U.S. ports covered by the National Retail Federation (NRF) and Hackett Associates’ Global Port Tracker handled 1.81 million twenty-foot equivalent units (TEU) in November, the latest available data. That was up 2.5 percent year-over-year but down 11.4 percent from the record of 2.04 million TEU set in October. A TEU is one 20-foot-long cargo container.
The report landed as the United States and China hold talks aimed at ending a bitter trade war that is roiling global financial markets. U.S. President Donald Trump and Chinese President Xi Jinping agreed in December to a 90-day truce on tariffs.
Warehouses throughout the United States are packed to the rafters with Chinese goods - ranging from air conditioners and microwaves to footwear and furniture.
“There have been record-high levels of imports over the past several months, primarily due to raised inventories ahead of expected tariff increases,” Hackett Associates founder Ben Hackett said.
Apparel sellers were among the retailers who stepped up purchases as tariffs loomed.
The value of China clothing exports to the United States jumped 7.9 percent to $494.83 billion for the January through October period, according to an analysis of customs data from logistics technology firm Descartes Systems Group Inc (DSG.TO).
Top consignees for those Chinese products included JC Penney Purchasing Corp, Forever 21 Logistics LLC, Walmart Stores Inc and Uniqlo USA LLC.

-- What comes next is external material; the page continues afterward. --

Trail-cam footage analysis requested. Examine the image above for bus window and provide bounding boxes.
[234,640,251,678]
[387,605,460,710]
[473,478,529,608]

Retailers have “brought in much of their spring merchandise early to protect consumers against higher prices that will eventually come with tariffs,” said Jonathan Gold, NRF’s vice president for supply chain and customs policy.
The Global Port Tracker forecasts that 2018 imports will have risen 5.3 percent to a record 21.6 million TEU before cooling in the early months of the new year, when imports typically soften due to the post-holiday drop in demand and Lunar New Year factory shutdowns in Asia.
The deceleration is expected to continue into 2019 as the standoff between the world’s two largest economies ripples through the global economy. FedEx Corp (FDX.N) slashed its fiscal 2019 forecasts citing a slowdowns in China and Europe, while grains trader Cargill Inc said the trade tensions hit its bottom line.
“We are projecting ... an overall weakness in imports for the first half of the year,” Hackett said.